Event Storming in Domain Driven Design

In the first article I explain why DDD was important for building new modern systems that are modular in design. In this article I will explain how Event Storming as a practice in DDD can be used to identify the right decomposition and Microservices.

When using DDD we are on a trip for deep learning about how the business works, and then model the software based on our learning. It is important to align software domain models with what the domain experts had in mind. Event Storming is a process of learning, experimenting, and learning more and modeling again. I like to think of it as a way of iteratively learning from the unknown.

What is Event Storming?

Event storming is a fast design technique that is meant to engage Domain Experts and developers in a learning process. It is focused on the business and business process rather than on nouns and data. It focuses everyone on events and the business process rather than on classes and the database. Event Storming is a very visual approach which dismisses code from the experimentation and puts everyone on the same level with the design process.

In this example, I will present a way of working with Event Storming to understand what is going on in our business problems. We usually work with Event storming on a big wall with many colorful sticky notes. It’s important that business and technical people work together.

The simple system we want to build should be able to:

Scenario 1: Search for an airplane ticket

GIVEN airliner website YOU Search for a destination RETURN a list of results

Scenario 2: Select the airplane ticket

GIVEN list of available flights YOU select one flight AND Click purchase

Scenario 3: Purchase Ticket

GIVEN one selected flight YOU add credit card information AND Purchase ticket

Scenario 4: Confirmation

GIVEN a successful purchase of ticket YOU get an email confirmation about the purchase

Always Start With The Events

A domain event is a record of some business action in a bounded context (software component that has specific things and does specific things). Domain Events should be represented as verbs in the past tense such as CustomerMoved, PackageShipped or BankTransactionRecorded. These are things that have completed in the past. The first step is to write down what can happen in our domain using orange sticky notes. These are the domain events in our business.

Image of diagram of domain events

Identify the cause of the event

Business domain experts should be able to know the why of an event.

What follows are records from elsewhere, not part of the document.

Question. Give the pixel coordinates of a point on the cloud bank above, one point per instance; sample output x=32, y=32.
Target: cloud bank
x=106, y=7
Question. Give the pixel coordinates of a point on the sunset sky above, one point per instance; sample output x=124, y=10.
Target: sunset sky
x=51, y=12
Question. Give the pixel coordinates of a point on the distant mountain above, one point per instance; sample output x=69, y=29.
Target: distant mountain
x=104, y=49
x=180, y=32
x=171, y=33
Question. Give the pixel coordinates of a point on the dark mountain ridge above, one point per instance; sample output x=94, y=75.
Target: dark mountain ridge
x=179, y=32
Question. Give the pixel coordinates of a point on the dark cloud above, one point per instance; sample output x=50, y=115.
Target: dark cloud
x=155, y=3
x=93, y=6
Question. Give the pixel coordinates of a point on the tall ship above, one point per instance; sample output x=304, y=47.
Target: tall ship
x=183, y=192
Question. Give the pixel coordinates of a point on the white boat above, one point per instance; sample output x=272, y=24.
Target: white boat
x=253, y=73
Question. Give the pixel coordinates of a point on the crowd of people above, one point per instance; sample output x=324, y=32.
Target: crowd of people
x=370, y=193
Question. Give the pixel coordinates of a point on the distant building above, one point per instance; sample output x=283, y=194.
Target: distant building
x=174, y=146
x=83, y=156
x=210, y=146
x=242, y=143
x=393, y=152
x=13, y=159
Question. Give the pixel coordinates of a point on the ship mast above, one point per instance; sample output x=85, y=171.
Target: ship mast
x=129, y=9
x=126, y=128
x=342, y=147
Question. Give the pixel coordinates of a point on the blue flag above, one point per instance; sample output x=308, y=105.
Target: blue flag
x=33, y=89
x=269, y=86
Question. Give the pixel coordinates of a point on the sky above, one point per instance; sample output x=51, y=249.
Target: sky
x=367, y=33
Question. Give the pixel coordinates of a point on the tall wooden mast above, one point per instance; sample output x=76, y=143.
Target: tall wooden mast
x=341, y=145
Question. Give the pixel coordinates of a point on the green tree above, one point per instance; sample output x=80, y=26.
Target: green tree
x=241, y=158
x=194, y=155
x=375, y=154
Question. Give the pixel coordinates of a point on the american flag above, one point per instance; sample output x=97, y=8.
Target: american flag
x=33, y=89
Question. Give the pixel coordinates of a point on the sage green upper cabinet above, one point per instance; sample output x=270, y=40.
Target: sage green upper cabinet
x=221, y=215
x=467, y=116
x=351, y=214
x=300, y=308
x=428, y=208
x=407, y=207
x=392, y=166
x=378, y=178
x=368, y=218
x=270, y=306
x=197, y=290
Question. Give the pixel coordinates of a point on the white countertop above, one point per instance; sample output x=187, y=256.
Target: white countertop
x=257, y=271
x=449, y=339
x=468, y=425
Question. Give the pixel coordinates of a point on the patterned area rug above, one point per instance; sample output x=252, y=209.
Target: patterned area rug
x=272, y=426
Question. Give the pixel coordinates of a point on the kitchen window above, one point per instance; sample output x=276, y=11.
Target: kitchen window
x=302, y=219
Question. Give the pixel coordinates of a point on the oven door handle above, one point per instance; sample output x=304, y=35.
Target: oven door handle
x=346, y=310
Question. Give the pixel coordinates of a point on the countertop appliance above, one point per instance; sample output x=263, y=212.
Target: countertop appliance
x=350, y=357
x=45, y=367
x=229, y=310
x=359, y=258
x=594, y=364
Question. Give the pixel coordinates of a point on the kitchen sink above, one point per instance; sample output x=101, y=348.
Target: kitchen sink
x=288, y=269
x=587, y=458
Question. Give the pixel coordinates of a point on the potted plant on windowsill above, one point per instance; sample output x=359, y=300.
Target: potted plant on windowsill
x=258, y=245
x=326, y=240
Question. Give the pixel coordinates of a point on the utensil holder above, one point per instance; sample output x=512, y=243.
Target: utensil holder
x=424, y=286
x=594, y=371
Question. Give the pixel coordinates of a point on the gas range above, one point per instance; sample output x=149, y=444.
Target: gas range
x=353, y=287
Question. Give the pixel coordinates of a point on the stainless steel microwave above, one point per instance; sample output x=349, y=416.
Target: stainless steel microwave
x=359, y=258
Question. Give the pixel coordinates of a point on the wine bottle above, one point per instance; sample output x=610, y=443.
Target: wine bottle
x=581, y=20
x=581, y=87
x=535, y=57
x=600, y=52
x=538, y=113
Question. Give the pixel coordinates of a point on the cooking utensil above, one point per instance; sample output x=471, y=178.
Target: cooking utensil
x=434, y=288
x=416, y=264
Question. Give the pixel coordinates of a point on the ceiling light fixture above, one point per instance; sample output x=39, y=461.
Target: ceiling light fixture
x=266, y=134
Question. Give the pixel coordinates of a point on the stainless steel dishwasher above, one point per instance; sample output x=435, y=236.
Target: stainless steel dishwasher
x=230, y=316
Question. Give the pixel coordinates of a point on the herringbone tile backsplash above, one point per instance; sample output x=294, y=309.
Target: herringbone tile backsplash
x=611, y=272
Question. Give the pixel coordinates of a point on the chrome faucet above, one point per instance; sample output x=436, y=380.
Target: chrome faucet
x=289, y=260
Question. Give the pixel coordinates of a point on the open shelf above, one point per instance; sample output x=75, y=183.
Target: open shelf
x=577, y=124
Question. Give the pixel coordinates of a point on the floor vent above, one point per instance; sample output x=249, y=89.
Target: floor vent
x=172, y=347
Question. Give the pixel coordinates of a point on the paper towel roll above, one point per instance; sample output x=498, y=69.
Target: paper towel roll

These can be called a command which can be colored as blue.

Image of a deeper diagram of domain events

The green sticky notes is called display views. This is very similar to model view controller pattern in regular MVC architecture. The green sticky notes are the view in that MVC model. Conditions (invariants) are the yellow sticky notes as seen below. Much of the the logic in between a command (blue) and an event(orange) is there in the yellow sticky notes. Our system will work on many commands here. Use Domain-Driven Design techniques or the hexagonal architecture. Areas that contain a few or zero yellow notes are clear and easy to implement in code.

Image of a deeper diagram of domain BOUNDED events

Defining Boundaries

Once you have completed defining part of the design stage, you are ready to draw boundaries and lines with arrows to show flow on your modeling surface.

You will most likely find boundaries for different conditions like: departmental divisions, or when a concept is important but not really part of the core domain or when many different business individuals have conflicting meanings for the same term.

Confirmation within a payment context may mean something completely different than confirmation within shipping context. That's why bounded contexts group relate language, meaning, and culture differently. By defining bounded contexts, we start to understand the subdomains of our system and how they interact without talking about code at all.

We can follow a simple pattern to be able to split our domain into a very cohesive area

Command A (Search Command) is fired and it causes Event A (Searched Destination).

Event A (Searched Destination) effects View A (Airliner Destination Search View).

View A (Airliner Destination Search View) is also needed while doing a condition that uses Command B (Select Command)

Command A (Search Command) and Command B (Select Command) might be good to be in one module together. I have called it for Choosing Operation, as seen below and have applied the same principles on the rest of our board/wall.

Putting them together might look like this:

Image of a bounded contexts

After separating and dividing our modules, we will map how they communicate with other modules by using Context-mapping. A module sends a query to another module - Choosing Operation Module sends a query with a selected ticket to the Purchase Operation Module. Our purchase module sends an event to an external context (Bank Domain) for issuing the bank the airline ticket purchase. A confirmation email is sent to the customer right after that.

Image of a bounded contexts with events

From there, you start working more on the technical decisions and how to implement this further in code.